[CARENEWS JOURNAL 6] [DOSSIER] MÉCÉNAT DE COMPÉTENCES ET PRO BONO

[CARENEWS JOURNAL 6] [DOSSIER] MÉCÉNAT DE COMPÉTENCES ET PRO BONO
La typologie française répartit le mécénat en trois types : financier, en nature ou de compétences. Ils sont soumis tous les trois au même régime fiscal mais se mettent en œuvre de façon très différente.


Le mécénat de compétences, c’est avant tout utiliser les compétences de l’entreprise comme une richesse à partager avec des associations ou des institutions. Depuis quelques années, il tend à se confondre avec deux autres formes d’engagement des entreprises : la mise à disposition des salariés (du temps offert sur le temps de travail pour un engagement associatif) et le bénévolat de compétences, du bénévolat en rapport avec son métier qui est encouragé, voire soutenu. Toutes ces formes de mobilisation des collaborateurs se multiplient et se diversifient, avec pour point commun d’être novatrices, fédératrices et créatives.

11% des entreprises mécènes pratiquent le mécénat de compétences représente 12% du budget mécénat des entreprises.

28 % des mécènes qui le pratiquent sont des ETI/GE, 10% sont des TPE/PME.

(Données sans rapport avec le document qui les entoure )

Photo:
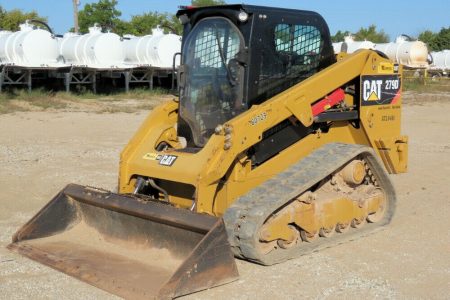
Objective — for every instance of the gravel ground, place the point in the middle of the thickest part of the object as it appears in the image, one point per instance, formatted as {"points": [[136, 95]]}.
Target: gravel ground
{"points": [[40, 152]]}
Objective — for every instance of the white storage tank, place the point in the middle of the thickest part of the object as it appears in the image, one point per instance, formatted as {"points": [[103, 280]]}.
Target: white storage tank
{"points": [[4, 37], [156, 50], [95, 49], [441, 60], [29, 47], [412, 54], [350, 45]]}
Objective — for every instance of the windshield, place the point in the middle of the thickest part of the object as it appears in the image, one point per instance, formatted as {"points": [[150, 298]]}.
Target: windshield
{"points": [[211, 87]]}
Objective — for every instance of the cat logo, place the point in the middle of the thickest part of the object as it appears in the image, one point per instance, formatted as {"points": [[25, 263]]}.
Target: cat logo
{"points": [[152, 156], [372, 90], [167, 160]]}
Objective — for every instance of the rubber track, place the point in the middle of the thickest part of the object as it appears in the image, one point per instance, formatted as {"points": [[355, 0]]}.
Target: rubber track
{"points": [[247, 214]]}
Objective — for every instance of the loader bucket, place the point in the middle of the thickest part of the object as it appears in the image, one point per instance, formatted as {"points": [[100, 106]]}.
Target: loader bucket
{"points": [[127, 246]]}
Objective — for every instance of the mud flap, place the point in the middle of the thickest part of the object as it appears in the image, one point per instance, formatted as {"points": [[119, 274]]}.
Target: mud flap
{"points": [[127, 246]]}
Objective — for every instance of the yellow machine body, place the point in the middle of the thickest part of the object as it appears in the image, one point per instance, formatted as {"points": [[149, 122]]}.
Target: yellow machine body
{"points": [[220, 174]]}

(source : Baromètre ADMICAL 2016 / CSA)

Un mécénat porteur de sens

Si l’on revient sur ce qui est à placer sous le terme de mécénat (qui peut donc, si l’association est éligible, répondre du régime fiscal de la loi Aillagon), on distinguera donc deux mécénats de compétences : celui qui offre des prestations réalisées par des salariés dans le cadre de leur compétences d’entreprises (aussi connu comme du pro bono, exemple le plus courant : les prestations de conseil) et celui qui offre le temps des salariés (typiquement les partenariats de parrainage de jeunes). Le mécénat de compétences permet aux salariés d’une entreprise de découvrir de nouveaux horizons et de vivre des expériences enrichissantes tant sur le plan personnel que professionnel. Les bénéficiaires et les collaborateurs du mécène se rencontrent lors de ces partenariats, ce sont souvent des milieux et des compétences qui sont étrangers les uns aux autres. Les porteurs de projets bénéficient de l’expertise de professionnels, de ressources sur le long terme ou au contraire d’une puissante force de frappe plus ponctuelle. Du côté des entreprises mécènes sont soulignés très souvent les succès en terme de consolidation d’équipe et de bien être au travail. Les collaborateurs découvrent un horizon différent et trouvent du sens dans des projets d’intérêt général. Dans les limites de ce mécénat, on trouve les différences de fonctionnement et d’échelle entre le monde associatif et celui de l’entreprise. Du côté de l’entreprise, le mécénat de compétences est souvent chronophage et complexe en termes de gestion humaine et administrative. Concernant les collaborateurs, il est important de respecter les envies des salariés et de ne pas transformer le mécénat de compétences en une obligation, voire de tendre vers un certain paternalisme moderne.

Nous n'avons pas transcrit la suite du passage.